Generally species of plant life have increased in the wake of human habitations.
For example, more than 4,000 plant species introduced into North America during the past 400 years grow naturally here and now constitute nearly 20 percent of the continent’s vascular plant biodiversity.
But then we try to eradicate “invasive” species even though that represents a decrease in biodiversity. Clearly some biodiversity “is not good”. We hunt down successful species as pests when they reach and thrive in new or empty environmental spaces. We protect and support unsuccessful (failed) species in the name of conservation and biodiversity. We have no qualms in trying to eradicate insects, microbes and bacteria which cause human disease even if biodiversity is consequently reduced. From the perspective of the biodiversity of the genetic pool, losing a species of some unknown bacteria may be just as significant as the extinction of the elephant.

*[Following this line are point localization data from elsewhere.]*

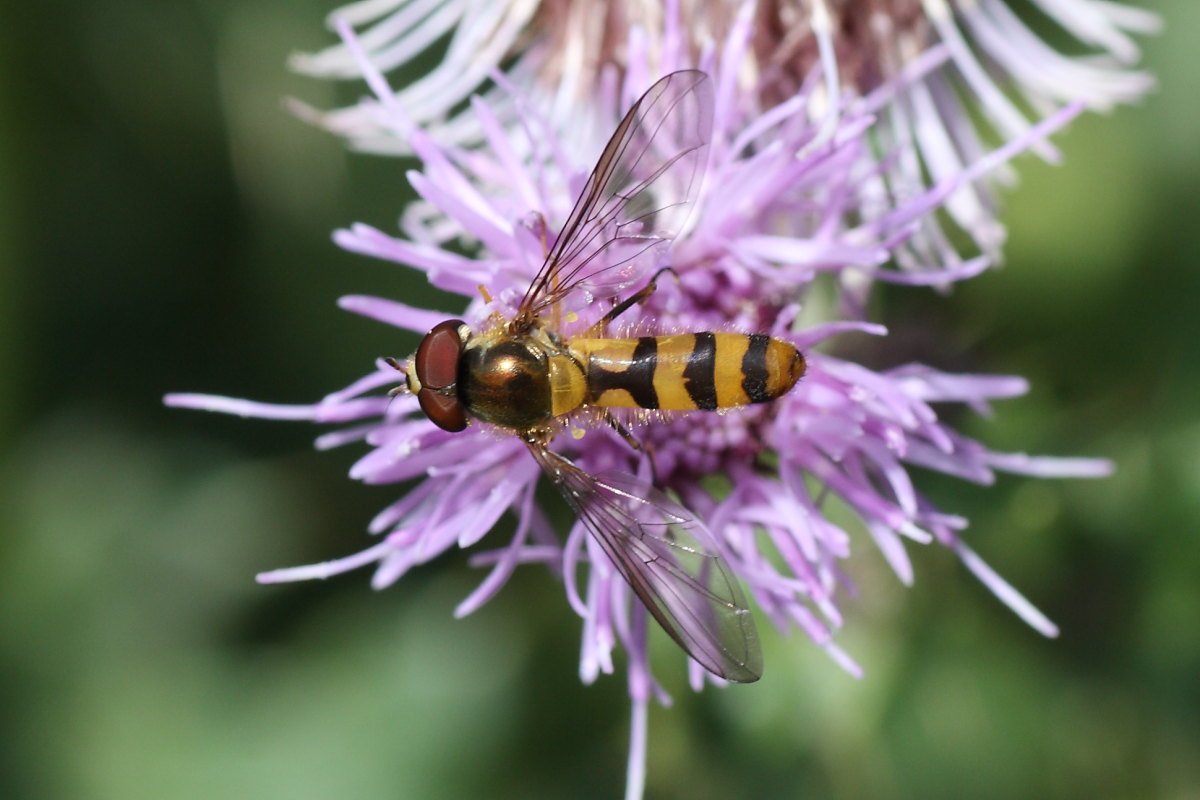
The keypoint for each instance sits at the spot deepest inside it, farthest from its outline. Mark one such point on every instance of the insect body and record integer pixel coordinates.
(527, 382)
(525, 377)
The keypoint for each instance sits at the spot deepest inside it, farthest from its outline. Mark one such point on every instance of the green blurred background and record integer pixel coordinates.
(165, 226)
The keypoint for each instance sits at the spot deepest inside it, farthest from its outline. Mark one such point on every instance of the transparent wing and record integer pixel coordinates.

The rate of growth of the human species has meant that other species have not been able to adapt fast enough – genetically – to their loss of habitat or the increase of competition. The environmental space available to them has drastically reduced. But that is reality. Creating artificially unsustainable habitats will not change that. The optimum level of biodiversity for the environmental space today is different to that of 100 years ago. Biodiversity cannot be considered independently of the environmental space available. Conservationism which seeks to maintain the wrong level of biodiversity for the available space seems to me to be both futile and stupid. Especially when conservationism has no idea what the “optimum” level of biodiversity is and whether the current level lies above or below the optimum level.